El Zorro, Romantic and Honorable

I confess I have superhero ambitions. I am attracted to anyone having the fashion sense and BMI to pull off wearing tights and a cape in public and I want to be just like them when I grow up. The consummate altruism that comes along with the costume is an ideal I can only hope to achieve. Paragons of this race come along only once in a generation.

When Isabel Allende wrote El Zorro, I knew I had to read it. Zorro may not be the type of superhero that has a bat cave or changes clothes in a phone booth, but he's still a superhero of the most romantic kind.
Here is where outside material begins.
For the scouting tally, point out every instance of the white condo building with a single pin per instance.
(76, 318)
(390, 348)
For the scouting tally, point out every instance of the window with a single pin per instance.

Impatiently I waited for it to come out in paperback. Seeing it paraded in front of me constantly over the next few months, I broke down and bought it in hardcover, an honor normally reserved for books I plan to read over and over. It turns out that the investment was prudent. I recently reread this wonderful story. It was just as good the second time around.

The author herself is almost as interesting as her characters. Like El Zorro Diego de la Vega, Allende has noble roots. Like Diego de la Vega, she was essentially exiled to Spain as a young adult. Perhaps it was inevitable that she would write the story of the Fox. Even in translation, Allende writes beautifully. Although she lives in California, she writes in her native Spanish.

El Zorro explores the creation of not just a folk hero, but of the boy, Diego de la Vega, who grew up to become el Zorro. Spanning two continents and four decades, there is never a lull in the story. The swordplay is really cool, too.

Zorro's parents meet at a Spanish Mission. His father, Alejandro de la Vega, is the brilliant young officer charged with the mission's defense. His mother, Toypurnia, is the daughter of White Owl, a shaman and healer of the Gabrieleno tribe, and a Spanish sailor who deserted his ship and lived among the Indians.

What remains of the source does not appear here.